Bestärkt werden die rebellischen Schulleiter und Lehrer auch von Germanist Hannes Schweiger: "Was wir über Sprachförderung wissen ist, dass sie in kleinen Verbänden, mit qualifizierten Lehrkräften und mit integrativen Modellen am besten funktioniert", sagt der Experte. Sprich: 25 Schüler in einer Deutschförderklasse seien zu viel, und die Integration bleibe auch auf der Strecke.

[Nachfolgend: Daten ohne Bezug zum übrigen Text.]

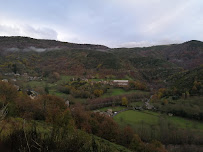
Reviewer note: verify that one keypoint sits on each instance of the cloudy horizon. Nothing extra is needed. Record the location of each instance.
(114, 23)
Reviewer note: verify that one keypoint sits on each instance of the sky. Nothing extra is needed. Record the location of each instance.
(114, 23)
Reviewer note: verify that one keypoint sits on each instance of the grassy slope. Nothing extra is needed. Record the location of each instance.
(134, 118)
(45, 128)
(119, 91)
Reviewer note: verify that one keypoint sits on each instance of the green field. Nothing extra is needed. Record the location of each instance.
(135, 118)
(113, 108)
(119, 91)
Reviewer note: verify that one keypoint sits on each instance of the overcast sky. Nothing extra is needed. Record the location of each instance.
(115, 23)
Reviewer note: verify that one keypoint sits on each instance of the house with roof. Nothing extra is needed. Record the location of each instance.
(120, 83)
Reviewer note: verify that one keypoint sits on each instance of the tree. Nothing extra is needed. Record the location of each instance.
(124, 101)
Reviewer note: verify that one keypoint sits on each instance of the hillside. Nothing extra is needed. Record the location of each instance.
(41, 57)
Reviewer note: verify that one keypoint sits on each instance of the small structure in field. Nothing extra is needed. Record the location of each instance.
(32, 94)
(4, 80)
(120, 83)
(67, 103)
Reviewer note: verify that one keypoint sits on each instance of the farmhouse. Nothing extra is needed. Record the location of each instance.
(120, 83)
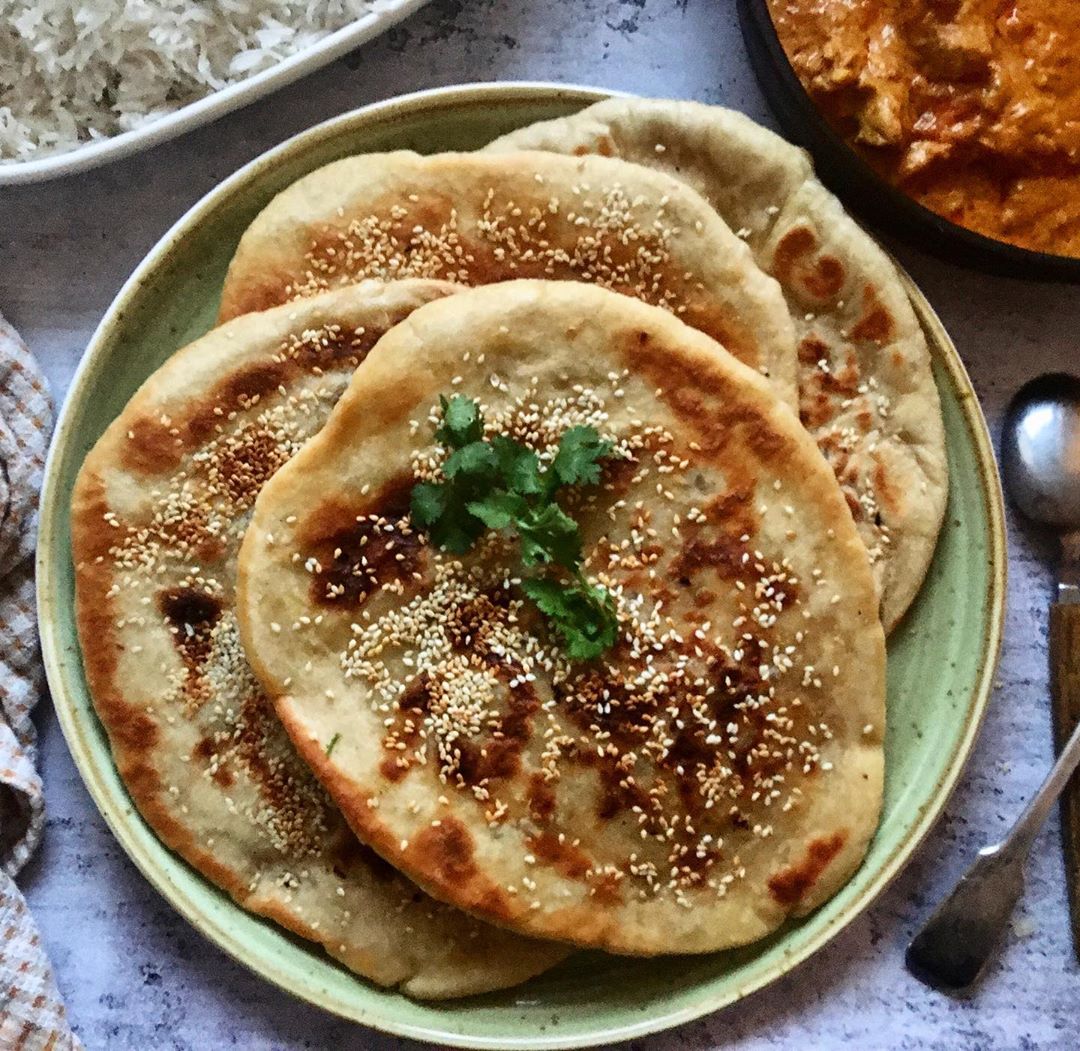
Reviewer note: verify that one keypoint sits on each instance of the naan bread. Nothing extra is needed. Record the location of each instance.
(158, 513)
(477, 219)
(716, 771)
(866, 391)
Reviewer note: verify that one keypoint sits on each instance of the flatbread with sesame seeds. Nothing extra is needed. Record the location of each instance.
(477, 219)
(866, 390)
(716, 770)
(158, 513)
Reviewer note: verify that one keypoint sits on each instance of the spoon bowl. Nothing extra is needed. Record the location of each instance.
(1040, 450)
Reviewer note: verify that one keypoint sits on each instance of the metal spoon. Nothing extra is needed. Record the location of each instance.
(1040, 455)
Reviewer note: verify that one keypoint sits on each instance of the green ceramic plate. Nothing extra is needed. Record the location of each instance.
(941, 660)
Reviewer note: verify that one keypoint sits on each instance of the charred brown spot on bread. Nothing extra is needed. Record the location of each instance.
(541, 799)
(446, 852)
(797, 266)
(875, 323)
(498, 757)
(790, 886)
(406, 729)
(715, 543)
(693, 390)
(191, 616)
(354, 550)
(555, 850)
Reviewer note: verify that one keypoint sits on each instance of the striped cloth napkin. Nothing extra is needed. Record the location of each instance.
(31, 1011)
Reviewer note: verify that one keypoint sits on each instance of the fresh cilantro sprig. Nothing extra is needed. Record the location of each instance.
(499, 484)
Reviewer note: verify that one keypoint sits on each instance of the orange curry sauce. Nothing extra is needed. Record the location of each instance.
(971, 107)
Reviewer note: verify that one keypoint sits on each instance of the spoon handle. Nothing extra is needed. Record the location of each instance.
(1065, 696)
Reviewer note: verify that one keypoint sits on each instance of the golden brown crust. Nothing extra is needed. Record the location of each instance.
(503, 781)
(194, 741)
(866, 390)
(475, 220)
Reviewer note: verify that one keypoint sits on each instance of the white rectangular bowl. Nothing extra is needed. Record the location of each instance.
(214, 105)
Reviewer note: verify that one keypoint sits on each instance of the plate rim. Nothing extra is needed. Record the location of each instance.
(55, 659)
(210, 107)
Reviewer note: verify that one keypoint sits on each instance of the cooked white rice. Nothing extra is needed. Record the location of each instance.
(76, 70)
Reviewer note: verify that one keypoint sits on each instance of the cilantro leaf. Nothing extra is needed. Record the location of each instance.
(583, 616)
(499, 510)
(461, 421)
(549, 535)
(518, 466)
(457, 530)
(498, 484)
(427, 503)
(577, 461)
(476, 459)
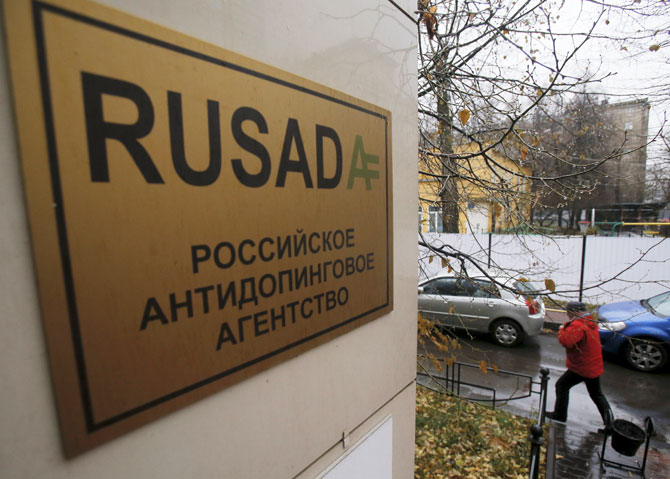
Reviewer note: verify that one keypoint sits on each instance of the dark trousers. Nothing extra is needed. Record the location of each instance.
(570, 379)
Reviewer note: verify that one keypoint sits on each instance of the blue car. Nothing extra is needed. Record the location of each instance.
(639, 331)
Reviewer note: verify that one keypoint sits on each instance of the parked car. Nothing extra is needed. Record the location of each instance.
(507, 309)
(639, 331)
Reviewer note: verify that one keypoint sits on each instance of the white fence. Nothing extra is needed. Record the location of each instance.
(615, 268)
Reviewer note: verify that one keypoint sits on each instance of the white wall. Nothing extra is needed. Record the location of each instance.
(287, 421)
(616, 268)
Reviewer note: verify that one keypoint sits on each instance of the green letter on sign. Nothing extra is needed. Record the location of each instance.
(363, 171)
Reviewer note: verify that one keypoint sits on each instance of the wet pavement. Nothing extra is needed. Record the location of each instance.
(576, 445)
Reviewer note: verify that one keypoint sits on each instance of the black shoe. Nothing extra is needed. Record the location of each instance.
(551, 415)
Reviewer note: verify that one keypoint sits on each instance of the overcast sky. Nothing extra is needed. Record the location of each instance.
(630, 68)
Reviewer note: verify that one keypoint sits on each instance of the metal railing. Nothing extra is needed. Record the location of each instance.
(452, 382)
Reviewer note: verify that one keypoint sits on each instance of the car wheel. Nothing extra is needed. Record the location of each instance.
(645, 355)
(506, 332)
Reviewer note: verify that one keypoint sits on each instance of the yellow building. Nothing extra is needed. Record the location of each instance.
(493, 191)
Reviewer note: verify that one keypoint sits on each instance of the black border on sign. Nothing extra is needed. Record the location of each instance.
(91, 424)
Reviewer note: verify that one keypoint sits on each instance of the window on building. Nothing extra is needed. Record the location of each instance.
(435, 219)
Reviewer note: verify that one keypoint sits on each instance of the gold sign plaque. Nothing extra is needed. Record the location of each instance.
(196, 216)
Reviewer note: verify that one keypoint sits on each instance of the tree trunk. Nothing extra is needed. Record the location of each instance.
(449, 194)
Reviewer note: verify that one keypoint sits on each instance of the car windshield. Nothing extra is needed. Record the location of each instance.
(660, 304)
(524, 287)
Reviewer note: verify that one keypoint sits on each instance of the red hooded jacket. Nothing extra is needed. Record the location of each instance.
(581, 340)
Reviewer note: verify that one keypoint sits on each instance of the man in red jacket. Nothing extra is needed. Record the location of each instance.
(580, 338)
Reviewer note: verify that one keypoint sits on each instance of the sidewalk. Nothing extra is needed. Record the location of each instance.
(574, 454)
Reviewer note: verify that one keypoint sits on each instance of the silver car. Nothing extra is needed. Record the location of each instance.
(507, 309)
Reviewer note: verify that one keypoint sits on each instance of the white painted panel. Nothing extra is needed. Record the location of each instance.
(616, 268)
(370, 458)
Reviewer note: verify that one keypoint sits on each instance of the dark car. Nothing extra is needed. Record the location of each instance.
(639, 331)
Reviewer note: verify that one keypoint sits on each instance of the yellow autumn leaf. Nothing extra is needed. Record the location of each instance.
(550, 285)
(524, 153)
(464, 116)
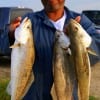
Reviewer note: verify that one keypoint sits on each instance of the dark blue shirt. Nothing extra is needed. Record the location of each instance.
(43, 33)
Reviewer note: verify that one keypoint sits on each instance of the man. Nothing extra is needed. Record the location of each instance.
(54, 16)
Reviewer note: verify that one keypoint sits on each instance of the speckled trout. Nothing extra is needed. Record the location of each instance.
(22, 60)
(80, 41)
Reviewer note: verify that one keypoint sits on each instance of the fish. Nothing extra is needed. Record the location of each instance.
(22, 60)
(63, 68)
(79, 42)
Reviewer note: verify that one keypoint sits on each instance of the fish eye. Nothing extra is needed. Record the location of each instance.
(76, 29)
(28, 27)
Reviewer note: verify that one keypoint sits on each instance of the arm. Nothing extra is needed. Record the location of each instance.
(7, 36)
(95, 45)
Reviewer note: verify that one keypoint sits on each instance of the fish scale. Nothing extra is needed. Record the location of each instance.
(80, 58)
(22, 60)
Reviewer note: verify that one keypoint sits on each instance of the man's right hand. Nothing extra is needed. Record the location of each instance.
(14, 24)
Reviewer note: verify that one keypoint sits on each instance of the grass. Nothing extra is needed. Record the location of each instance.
(93, 98)
(3, 93)
(5, 96)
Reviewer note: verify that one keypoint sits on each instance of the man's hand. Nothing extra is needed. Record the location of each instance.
(13, 26)
(78, 18)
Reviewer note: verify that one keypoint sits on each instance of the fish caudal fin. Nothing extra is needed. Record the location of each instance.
(15, 45)
(30, 81)
(8, 89)
(90, 51)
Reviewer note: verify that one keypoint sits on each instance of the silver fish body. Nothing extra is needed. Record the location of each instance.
(63, 70)
(22, 60)
(79, 43)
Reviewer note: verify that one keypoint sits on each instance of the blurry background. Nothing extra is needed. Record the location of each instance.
(76, 5)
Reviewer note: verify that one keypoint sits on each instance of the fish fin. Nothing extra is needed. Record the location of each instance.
(15, 45)
(69, 51)
(30, 81)
(8, 89)
(90, 51)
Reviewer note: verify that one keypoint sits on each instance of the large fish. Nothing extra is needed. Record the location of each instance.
(80, 41)
(71, 63)
(63, 68)
(22, 60)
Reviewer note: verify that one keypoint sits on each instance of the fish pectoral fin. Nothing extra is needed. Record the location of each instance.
(30, 81)
(8, 89)
(15, 45)
(90, 51)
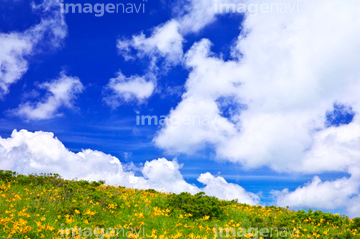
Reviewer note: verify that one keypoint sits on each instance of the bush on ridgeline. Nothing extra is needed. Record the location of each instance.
(198, 205)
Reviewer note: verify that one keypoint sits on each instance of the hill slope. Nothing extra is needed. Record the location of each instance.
(47, 206)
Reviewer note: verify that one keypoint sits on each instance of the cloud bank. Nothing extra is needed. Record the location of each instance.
(17, 47)
(287, 72)
(40, 152)
(60, 93)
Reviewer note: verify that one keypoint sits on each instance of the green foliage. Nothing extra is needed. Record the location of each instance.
(39, 205)
(198, 205)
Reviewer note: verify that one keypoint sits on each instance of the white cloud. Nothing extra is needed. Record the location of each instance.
(16, 48)
(165, 41)
(127, 89)
(328, 195)
(229, 191)
(61, 93)
(288, 70)
(40, 152)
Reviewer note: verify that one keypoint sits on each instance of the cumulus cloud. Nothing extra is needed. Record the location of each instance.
(17, 47)
(328, 195)
(228, 191)
(126, 89)
(165, 41)
(40, 152)
(60, 93)
(288, 72)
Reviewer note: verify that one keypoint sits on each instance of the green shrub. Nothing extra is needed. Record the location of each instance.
(198, 205)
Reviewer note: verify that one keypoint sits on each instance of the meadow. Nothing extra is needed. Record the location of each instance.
(47, 206)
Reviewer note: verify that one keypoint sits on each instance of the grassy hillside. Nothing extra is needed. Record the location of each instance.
(47, 206)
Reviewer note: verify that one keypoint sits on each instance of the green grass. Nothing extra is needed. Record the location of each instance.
(47, 206)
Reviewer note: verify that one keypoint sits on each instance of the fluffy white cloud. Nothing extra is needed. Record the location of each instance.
(16, 47)
(40, 152)
(165, 41)
(328, 195)
(288, 71)
(61, 93)
(123, 88)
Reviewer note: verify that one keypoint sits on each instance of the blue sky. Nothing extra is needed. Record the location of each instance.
(280, 85)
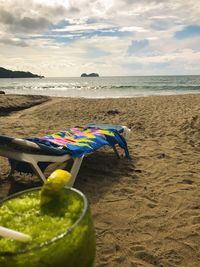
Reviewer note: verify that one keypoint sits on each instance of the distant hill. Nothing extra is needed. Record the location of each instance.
(90, 75)
(4, 73)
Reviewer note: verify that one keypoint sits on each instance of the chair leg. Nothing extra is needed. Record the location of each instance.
(116, 152)
(75, 169)
(13, 165)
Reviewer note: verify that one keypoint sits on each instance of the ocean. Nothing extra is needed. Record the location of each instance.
(103, 87)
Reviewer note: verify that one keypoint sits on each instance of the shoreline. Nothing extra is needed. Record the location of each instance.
(146, 211)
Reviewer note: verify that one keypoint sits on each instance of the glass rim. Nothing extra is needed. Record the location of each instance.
(54, 239)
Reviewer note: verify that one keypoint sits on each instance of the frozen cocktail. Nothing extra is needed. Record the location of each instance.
(61, 236)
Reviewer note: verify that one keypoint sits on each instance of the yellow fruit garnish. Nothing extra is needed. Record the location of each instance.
(51, 192)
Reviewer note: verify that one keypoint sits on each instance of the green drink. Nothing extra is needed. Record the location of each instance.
(61, 237)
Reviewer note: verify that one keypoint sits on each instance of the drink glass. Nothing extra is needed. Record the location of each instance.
(74, 247)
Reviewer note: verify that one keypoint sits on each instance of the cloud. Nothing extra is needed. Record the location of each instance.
(138, 47)
(188, 31)
(112, 35)
(95, 52)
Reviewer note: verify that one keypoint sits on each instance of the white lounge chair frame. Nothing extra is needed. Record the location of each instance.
(35, 155)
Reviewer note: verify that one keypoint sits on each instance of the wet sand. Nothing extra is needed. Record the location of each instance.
(146, 210)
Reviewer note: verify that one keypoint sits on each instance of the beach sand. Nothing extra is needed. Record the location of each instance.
(146, 210)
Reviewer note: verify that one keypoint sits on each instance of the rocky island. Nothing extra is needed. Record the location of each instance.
(90, 75)
(4, 73)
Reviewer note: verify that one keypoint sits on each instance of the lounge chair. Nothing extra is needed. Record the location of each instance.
(33, 155)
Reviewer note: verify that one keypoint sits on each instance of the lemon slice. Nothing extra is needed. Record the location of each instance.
(51, 191)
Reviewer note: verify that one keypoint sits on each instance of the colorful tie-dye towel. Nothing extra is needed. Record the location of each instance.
(79, 141)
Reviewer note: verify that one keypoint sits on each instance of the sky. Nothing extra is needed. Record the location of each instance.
(64, 38)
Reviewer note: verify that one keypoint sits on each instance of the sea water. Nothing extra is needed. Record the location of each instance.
(103, 87)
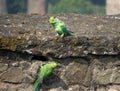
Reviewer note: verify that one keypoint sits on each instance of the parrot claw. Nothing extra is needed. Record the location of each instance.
(62, 35)
(57, 34)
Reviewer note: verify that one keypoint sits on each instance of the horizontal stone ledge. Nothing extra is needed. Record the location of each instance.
(98, 35)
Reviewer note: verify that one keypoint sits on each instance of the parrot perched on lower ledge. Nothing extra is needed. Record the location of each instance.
(45, 71)
(60, 27)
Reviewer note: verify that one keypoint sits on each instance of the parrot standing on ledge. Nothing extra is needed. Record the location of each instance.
(45, 71)
(60, 27)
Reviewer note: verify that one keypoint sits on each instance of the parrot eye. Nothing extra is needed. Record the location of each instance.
(54, 16)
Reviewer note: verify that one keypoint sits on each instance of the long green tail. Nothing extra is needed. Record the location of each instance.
(37, 84)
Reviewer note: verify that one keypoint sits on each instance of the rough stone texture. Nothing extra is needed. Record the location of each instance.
(89, 62)
(112, 7)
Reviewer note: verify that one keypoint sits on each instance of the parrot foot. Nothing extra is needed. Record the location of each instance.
(57, 34)
(62, 36)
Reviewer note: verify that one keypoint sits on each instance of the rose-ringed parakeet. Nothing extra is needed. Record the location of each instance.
(60, 27)
(45, 71)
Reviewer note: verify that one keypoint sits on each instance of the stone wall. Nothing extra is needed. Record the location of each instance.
(88, 62)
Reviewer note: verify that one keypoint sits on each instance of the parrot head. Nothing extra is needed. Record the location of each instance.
(53, 64)
(52, 20)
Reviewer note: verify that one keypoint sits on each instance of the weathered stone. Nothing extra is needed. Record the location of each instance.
(3, 67)
(109, 76)
(88, 62)
(76, 71)
(35, 36)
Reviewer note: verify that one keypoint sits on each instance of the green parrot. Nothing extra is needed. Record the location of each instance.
(45, 71)
(60, 27)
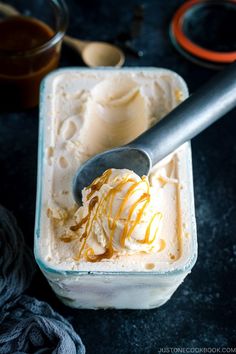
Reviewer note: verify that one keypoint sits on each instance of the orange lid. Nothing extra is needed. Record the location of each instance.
(187, 44)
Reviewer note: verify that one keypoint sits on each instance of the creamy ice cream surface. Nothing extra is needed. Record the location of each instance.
(126, 222)
(119, 216)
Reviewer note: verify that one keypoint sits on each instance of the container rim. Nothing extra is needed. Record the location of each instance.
(57, 271)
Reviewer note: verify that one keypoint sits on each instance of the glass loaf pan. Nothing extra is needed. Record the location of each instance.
(109, 289)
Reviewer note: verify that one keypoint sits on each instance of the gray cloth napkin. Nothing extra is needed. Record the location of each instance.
(26, 324)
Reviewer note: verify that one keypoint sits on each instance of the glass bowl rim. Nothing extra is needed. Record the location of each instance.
(63, 23)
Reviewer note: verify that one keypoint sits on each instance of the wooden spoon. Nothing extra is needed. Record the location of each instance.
(94, 54)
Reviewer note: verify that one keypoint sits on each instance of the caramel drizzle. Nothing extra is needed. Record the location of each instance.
(98, 182)
(129, 225)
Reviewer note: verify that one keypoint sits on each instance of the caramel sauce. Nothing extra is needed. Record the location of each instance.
(21, 73)
(129, 224)
(98, 182)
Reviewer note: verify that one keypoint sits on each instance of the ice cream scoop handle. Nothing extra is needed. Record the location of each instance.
(212, 101)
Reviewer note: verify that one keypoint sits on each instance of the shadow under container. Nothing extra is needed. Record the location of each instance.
(22, 63)
(111, 289)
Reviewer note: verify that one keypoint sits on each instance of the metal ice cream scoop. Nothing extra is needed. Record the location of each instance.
(191, 117)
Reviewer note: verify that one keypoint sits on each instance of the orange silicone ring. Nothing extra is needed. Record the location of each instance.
(190, 46)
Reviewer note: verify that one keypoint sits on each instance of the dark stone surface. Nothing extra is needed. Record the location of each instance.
(202, 311)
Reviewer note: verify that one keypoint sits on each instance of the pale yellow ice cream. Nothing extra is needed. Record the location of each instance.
(119, 216)
(115, 114)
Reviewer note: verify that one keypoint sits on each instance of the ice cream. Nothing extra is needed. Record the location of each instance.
(132, 233)
(119, 216)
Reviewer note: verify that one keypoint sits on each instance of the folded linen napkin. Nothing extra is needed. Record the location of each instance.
(26, 324)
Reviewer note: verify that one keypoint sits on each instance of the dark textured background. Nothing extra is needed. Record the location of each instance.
(202, 311)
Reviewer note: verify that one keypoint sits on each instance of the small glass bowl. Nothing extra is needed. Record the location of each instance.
(22, 68)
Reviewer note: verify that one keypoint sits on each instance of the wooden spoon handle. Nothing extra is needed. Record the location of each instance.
(75, 43)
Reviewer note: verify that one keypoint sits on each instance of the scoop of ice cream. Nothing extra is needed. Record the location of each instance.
(115, 114)
(119, 216)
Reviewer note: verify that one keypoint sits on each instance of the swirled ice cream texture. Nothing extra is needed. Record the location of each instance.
(116, 113)
(119, 216)
(133, 97)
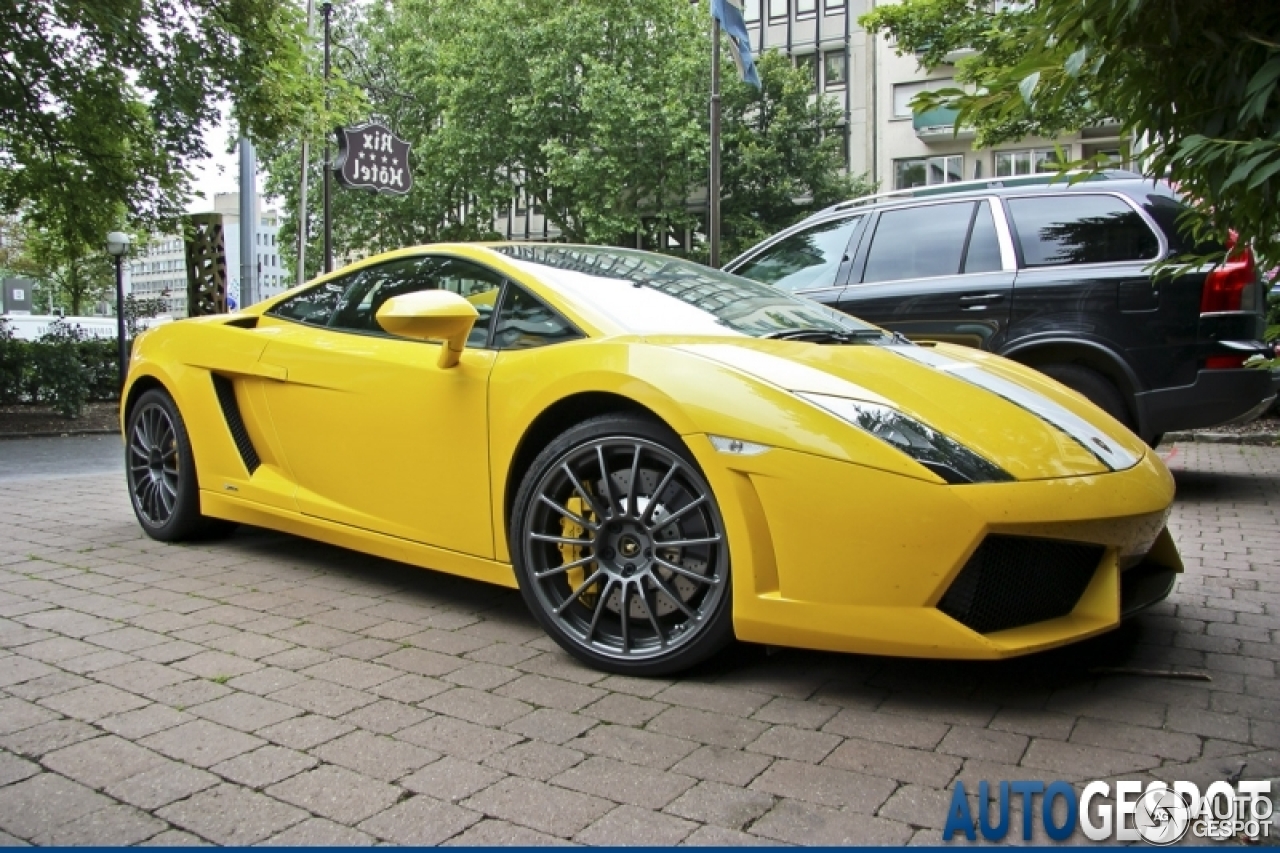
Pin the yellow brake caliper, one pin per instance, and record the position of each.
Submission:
(571, 529)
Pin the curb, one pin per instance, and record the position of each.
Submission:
(63, 434)
(1264, 439)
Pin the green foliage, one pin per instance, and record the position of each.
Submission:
(1196, 82)
(781, 154)
(104, 103)
(56, 370)
(598, 109)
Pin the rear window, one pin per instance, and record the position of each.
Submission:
(1056, 231)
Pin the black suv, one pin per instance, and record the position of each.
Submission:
(1054, 276)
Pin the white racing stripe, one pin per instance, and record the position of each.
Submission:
(1088, 436)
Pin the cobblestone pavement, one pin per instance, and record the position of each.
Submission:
(270, 689)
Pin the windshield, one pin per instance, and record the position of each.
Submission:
(650, 293)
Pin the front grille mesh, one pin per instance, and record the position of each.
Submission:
(1015, 580)
(225, 392)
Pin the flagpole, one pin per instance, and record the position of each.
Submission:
(713, 182)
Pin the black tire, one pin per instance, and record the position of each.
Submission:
(1093, 386)
(597, 559)
(160, 471)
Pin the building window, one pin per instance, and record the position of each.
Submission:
(904, 92)
(833, 68)
(808, 63)
(1029, 162)
(923, 172)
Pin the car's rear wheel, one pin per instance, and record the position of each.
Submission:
(161, 473)
(1093, 386)
(620, 548)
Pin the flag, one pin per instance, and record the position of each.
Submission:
(730, 16)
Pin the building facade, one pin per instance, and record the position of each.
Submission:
(161, 265)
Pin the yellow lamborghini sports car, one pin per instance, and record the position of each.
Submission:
(661, 456)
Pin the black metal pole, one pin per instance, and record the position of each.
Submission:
(119, 319)
(328, 213)
(713, 182)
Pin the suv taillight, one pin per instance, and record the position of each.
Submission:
(1230, 286)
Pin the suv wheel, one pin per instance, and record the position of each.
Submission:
(1093, 387)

Doch was passiert jetzt weiter? Die Protestplattform steht auf dem Standpunkt, dass es ihnen im Rahmen der Schulautonomie erlaubt sein sollte, die für sie geeignete Deutschfördermaßnahme selbst zu bestimmen, sagt Gabriele Lener, Leiterin der Volksschule Vereinsgasse. Ob sie sich der Regierungsmaßnahme aber wirklich verweigern werden, lässt sie noch offen. "Wir hoffen auf Unterstützung durch unsere Gewerkschaft." Die Gewerkschaft der Pflichtschullehrer ist zwar ÖVP-dominiert, hat aber auch schon Kritik am Modell und der "unzureichenden Vorbereitung" geübt. Horst-Edgar Pintarich sieht das Bildungsministerium am Zug: "Wir äußern unsere Bedenken und erwarten, dass darauf geantwortet wird."
Zur Sache:
Am Samstag, 9. Juni, findet ab 14 Uhr der "Aufmarsch der Empörten" statt, der vom Urban-Loritz-Platz zum Minoritenplatz führt. Demonstriert wird für demokratische Strukturen im Bildungswesen, mehr Geld für Bildung und gemeinsame, inklusive Bildung für alle. Organisiert wird der Marsch vom Aktionsbündnis Bildung, ein Zusammenschluss von Gewerkschaftsvertretern, Bildungsvereinen und -experten. Auch die Plattform gegen Deutschförderklassen ist dabei.